Представление о третьем измерении – божественности – ось которого направлена от животных, находящихся внизу, до бога (богов), находящихся вверху, а люди на ней где-то посередине, прекрасно уловил Коттон Мэзер, пуританский проповедник из Новой Англии, живший в XVIII веке, когда справлял малую нужду и увидел, что рядом мочится пес. Собственный акт мочеиспускания преисполнил Мэзера таким отвращением, что он записал в дневнике: «И все же я буду более благородным созданием, и в тот самый миг, когда мои естественные потребности вынудят меня снизойти до животного состояния, мой дух – в тот самый миг, как я сказал! – воспарит к небесам» (цит. по Thomas, 1983).
Если человеческое тело – это храм, где иногда становится грязно, то выражение «чистота сродни Божественности» (John Wesley, 1986, sermon 88, «On Dress») обретает наглядный смысл. Если вы не воспринимаете это третье измерение, непонятно, какое дело Богу до количества грязи у вас на коже или у вас в доме. Но если вы живете в трехмерном мире, отвращение уподобляется лестнице Иакова: оно стоит на земле, на наших биологических потребностях, но уходит (и ведет людей) ввысь, к небесам, то есть, по крайней мере, к чему-то, что ощущается как «высшее».

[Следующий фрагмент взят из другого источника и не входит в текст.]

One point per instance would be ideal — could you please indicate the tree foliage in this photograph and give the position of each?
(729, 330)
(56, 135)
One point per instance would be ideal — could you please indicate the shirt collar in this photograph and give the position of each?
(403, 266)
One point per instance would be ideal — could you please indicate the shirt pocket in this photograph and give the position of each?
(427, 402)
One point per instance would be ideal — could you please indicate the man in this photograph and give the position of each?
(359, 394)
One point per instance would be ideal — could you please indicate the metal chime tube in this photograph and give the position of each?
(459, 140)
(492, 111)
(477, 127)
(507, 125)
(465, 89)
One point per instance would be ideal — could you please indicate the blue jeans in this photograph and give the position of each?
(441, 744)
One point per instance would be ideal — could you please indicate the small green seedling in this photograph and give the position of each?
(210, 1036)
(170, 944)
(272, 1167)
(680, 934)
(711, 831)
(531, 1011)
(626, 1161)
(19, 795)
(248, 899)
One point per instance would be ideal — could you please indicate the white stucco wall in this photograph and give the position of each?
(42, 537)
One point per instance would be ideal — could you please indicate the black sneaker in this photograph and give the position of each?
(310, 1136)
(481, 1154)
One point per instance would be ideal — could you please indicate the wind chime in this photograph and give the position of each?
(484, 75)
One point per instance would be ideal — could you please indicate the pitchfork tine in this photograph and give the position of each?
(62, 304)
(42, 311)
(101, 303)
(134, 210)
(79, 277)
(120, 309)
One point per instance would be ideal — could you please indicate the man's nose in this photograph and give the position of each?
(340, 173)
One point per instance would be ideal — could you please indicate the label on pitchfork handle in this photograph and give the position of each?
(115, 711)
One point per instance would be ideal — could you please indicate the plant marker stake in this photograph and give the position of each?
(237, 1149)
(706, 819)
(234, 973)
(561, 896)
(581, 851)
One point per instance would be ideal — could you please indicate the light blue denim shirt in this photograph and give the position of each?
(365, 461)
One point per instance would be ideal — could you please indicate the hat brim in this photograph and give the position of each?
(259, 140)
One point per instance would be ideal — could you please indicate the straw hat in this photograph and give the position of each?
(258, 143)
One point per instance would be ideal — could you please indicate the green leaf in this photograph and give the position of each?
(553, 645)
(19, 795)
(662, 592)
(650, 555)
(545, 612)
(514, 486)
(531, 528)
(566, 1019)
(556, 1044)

После аспирантуры я два года проработал в Чикагском университете у Ричарда Шведера, психолога-антрополога, светила в области психологии культуры. Большую часть своих исследований Шведер проводит в индийском городе Бхубанешваре, в штате Орисса на Бенгальском заливе. Бхубанешвар – древний город-храм: старые кварталы выросли вокруг гигантского, роскошно украшенного резьбой храма Лингараджа, выстроенного в VII веке и до сих пор остающегося крупным центром паломничества для индуистов. Исследования морали, которые Шредер проводил и в Бхубанешваре, и в других местах (Shweder et al., 1997), показывают, что когда люди задумываются о морали и нравственности, их моральные представления объединяются в три группы, которые он называет этикой автономии, этикой сообщества и этикой божественности. Когда люди думают и действуют на основании этики автономии, их цель – защитить человека от опасностей и предоставить ему максимум автономии, которой он может пользоваться в своих интересах. Цель мыслей и поступков в рамках этики сообщества – защитить самосознание и целостность групп, семей, компаний и стран, и здесь ценятся добродетели послушания, верности и мудрого руководства. Если же задействуется этика божественности, цель ее – уберечь от деградации божественное начало в каждом из нас, и она приветствует чистый, святой образ жизни, избавленный от моральных загрязнений вроде похоти, ненависти и алчности. Соотношение этих трех этик в разных культурах разное и примерно соответствует осям X, Y и Z на рисунке 9.1. В своей диссертации, посвященной нравственным суждениям в Бразилии и США (Haidt, Koller, and Dias, 1993), я делаю вывод, что образованные американцы из высшего слоя общества, рассуждая о морали, почти всегда опираются на этику автономии, а бразильцы и представители низших общественных классов в обеих культурах гораздо шире задействуют этику сообщества и божественности.